On January 28, 1994, plaintiff Frank Acosta (“Acosta”), employed by AMAX Metals Recovery, Inc. (“AMAX”) as a materials handler, was working with three AMAX coworkers in the offloading of 49 one-ton sacks of material from a railroad boxcar at the AMAX plant in Braithwaite, Louisiana. The material was owned by defendant Criterion and had been loaded on the boxcar by Criterion personnel in Pittsburg, California. While attaching sacks of material to the fork lifts, a one-ton sack fell from the stack inside the boxcar and struck the claimant in the low back. The plaintiff filed suit against the defendants, including Criterion, on January 25, 1995, seeking damages from Criterion under Louisiana law.
Plaintiffs seek partial summary judgment on the issue of submission of quantification of employer fault to the jury. They contend that, in accordance with the law in effect at the time the injury occurred, it is not appropriate for the jury to assess the percentage of the employer’s fault. Defendant Criterion opposes this motion, arguing that the recent amendments to Louisiana Civil Code article 2324, which clearly provide that employer fault is to be quantified, are remedial in nature and are to be applied retroactively. The plaintiffs argue that because the amendments are substantive and due to the absence of direction by the legislature regarding the retroactive or prospective effect of the amendments, the amendments should be applied prospectively.
*455 The Louisiana Supreme Court in Gauthier v. O’Brien, 618 So.2d 825 (La.1993), explained the relevance of the question of employer fault in third-party tort actions by injured employees as follows:Employees are provided with an exclusive remedy for injuries sustained while in the course and scope of their employment. La.R.S. 23:1032. The employer is provided with statutory immunity from tort actions. In exchange for this immunity, an employee has a right to compensation benefits without proving fault. This bargain between the parties to the workers’ compensation scheme results in benefit to both parties arising out of their having given up certain rights. Of course, an employer is not immune from tort liability where an employee’s injuries are the result of an intentional act. [citations omitted]. An injured employee’s right to sue a negligent or strictly hable third party in tort is maintained in the worker’s compensation scheme. La.R.S. 23:1101. A third party whose fault in conjunction with the fault of an employer causes a work related injury is barred by the employer’s statutory immunity from seeking indemnity or contribution from that employer. This bar restricts the third party’s cause of action for indemnity or contribution against the employer that would normally accrue from the solidary obligation which would arise between the negligent employer and the tortfeasor, but for the employer’s immunity, even though the third party derives no benefit from the compensation bargain.
618 So.2d at 827-828.
The Gauthier court studied the 1987 legislative amendments to article 2324, which moved Louisiana tort law from a pure comparative fault system to a modified comparative fault system. The 1987 amendments limited solidary liability to the extent necessary for the tort victim to recover 50% of his recoverable damages “regardless of such other person’s insolvency, ability to pay, degree of fault, or immunity by statute or otherwise.” 618 So.2d at 830. Concluding that “the assessment of employer fault is made mandatory by the 1987 amendment to La. Civ.Code art. 2324B,” the Gauthier court overruled Guidry v. Frank Guidry Oil Co., 579 So.2d 947 (La.1991) and Melton v. General Elec. Co., Inc., 579 So.2d 448 (La.1991), noting that to that extent they “are no longer the law.” (emphasis added) 618 So.2d at 831.

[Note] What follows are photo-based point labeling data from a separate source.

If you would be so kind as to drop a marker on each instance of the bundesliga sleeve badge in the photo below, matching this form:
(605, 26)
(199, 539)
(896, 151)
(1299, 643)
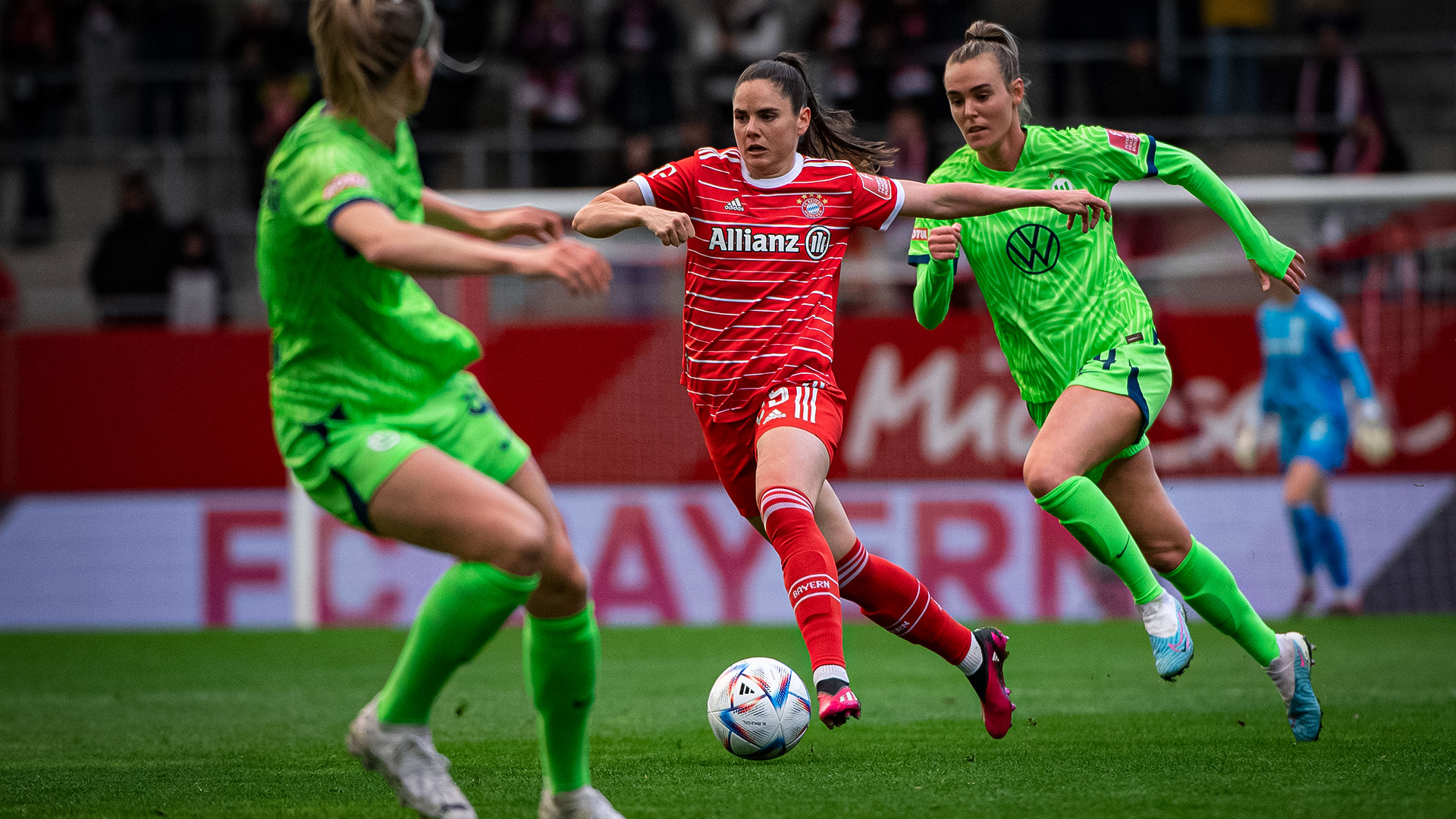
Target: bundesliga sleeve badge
(343, 183)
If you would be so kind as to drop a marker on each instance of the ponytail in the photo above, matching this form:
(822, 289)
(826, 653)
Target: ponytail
(360, 46)
(832, 133)
(993, 38)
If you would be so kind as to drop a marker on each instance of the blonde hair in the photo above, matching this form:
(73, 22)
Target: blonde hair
(984, 37)
(360, 47)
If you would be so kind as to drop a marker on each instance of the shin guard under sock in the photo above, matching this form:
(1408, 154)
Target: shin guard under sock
(561, 670)
(1304, 521)
(462, 611)
(896, 601)
(1210, 589)
(1332, 545)
(808, 573)
(1087, 513)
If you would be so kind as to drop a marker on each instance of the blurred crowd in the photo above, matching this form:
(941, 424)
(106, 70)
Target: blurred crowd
(657, 76)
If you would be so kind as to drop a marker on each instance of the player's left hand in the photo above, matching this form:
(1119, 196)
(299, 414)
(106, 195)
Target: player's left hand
(525, 221)
(1292, 278)
(1373, 439)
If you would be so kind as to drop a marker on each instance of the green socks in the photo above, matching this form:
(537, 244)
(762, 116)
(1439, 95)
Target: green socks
(1210, 589)
(1206, 585)
(462, 611)
(1091, 518)
(561, 672)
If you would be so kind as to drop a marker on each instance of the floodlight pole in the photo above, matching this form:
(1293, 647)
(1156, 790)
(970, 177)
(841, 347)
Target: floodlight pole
(303, 532)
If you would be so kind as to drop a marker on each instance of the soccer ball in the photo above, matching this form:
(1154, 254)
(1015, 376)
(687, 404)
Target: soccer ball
(759, 708)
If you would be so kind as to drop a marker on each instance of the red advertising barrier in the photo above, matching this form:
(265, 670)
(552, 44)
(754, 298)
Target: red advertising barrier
(601, 403)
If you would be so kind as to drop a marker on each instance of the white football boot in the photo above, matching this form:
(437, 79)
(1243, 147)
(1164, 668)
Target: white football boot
(406, 758)
(582, 803)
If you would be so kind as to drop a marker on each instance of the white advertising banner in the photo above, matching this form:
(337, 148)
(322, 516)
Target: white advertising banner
(655, 553)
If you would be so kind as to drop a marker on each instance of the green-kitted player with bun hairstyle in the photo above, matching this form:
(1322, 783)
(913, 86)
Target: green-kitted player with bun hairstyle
(1079, 338)
(379, 420)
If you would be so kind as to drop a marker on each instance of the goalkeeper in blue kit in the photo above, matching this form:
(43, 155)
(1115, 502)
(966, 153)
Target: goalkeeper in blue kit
(1308, 356)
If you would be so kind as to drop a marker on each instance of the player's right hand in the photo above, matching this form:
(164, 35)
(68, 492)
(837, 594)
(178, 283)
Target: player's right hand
(946, 242)
(582, 270)
(1292, 278)
(1081, 203)
(1247, 447)
(670, 226)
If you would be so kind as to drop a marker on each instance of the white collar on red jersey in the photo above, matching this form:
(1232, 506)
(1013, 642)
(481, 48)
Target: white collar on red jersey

Plaintiffs accident occurred in January, 1994, and his suit was filed in January, 1995, while the Gauthier decision mandated that employer fault be quantified in third-party tort actions filed by employees. On June 30, 1995, the Louisiana Supreme Court performed an “about-face” in Cavalier v. Cain’s Hydrostatic Testing, Inc., 657 So.2d 975 (La.1995). In revisiting the issue, the Cavalier court reconsidered and rejected the holding of Gauthier, finding that “[neither] the pre-1987 nor the post-1987 version of Article 2324B requires the quantification of employer fault.” 657 So.2d at 983. The court concluded “that while quantification of the fault of a non-party settling tortfeasor is entirely appropriate and was probably contemplated by La.Code Civ.Proc. art. 1812C, quantification of the fault of an employer is not necessary or appropriate under Article 1812C in an action against a third part tortfeasor.” Id.
On April 16, 1996, ■ Louisiana Civil Code article 2323 was amended, as follows, in pertinent part:
A. In any action for damages where a person suffers injury, death, or loss, the degree or percentage of fault of all persons causing or contributing to the injury, death or loss shall be determined, regardless of whether the person is party to the action or a nonparty, and regardless of the person’s insolvency, ability to pay, immunity by statute, including but not limited to the provisions of R.S. 23:1032, or that the other person’s identity is not known or reasonably ascertainable. If a person suffers injury, death, or loss as the result partly of his own negligence and partly as a result of the fault of another person or persons, the.amount of damages recoverable shall be reduced in proportion to the degree of percentage of negligence attributable to the person suffering the injury, death, or loss.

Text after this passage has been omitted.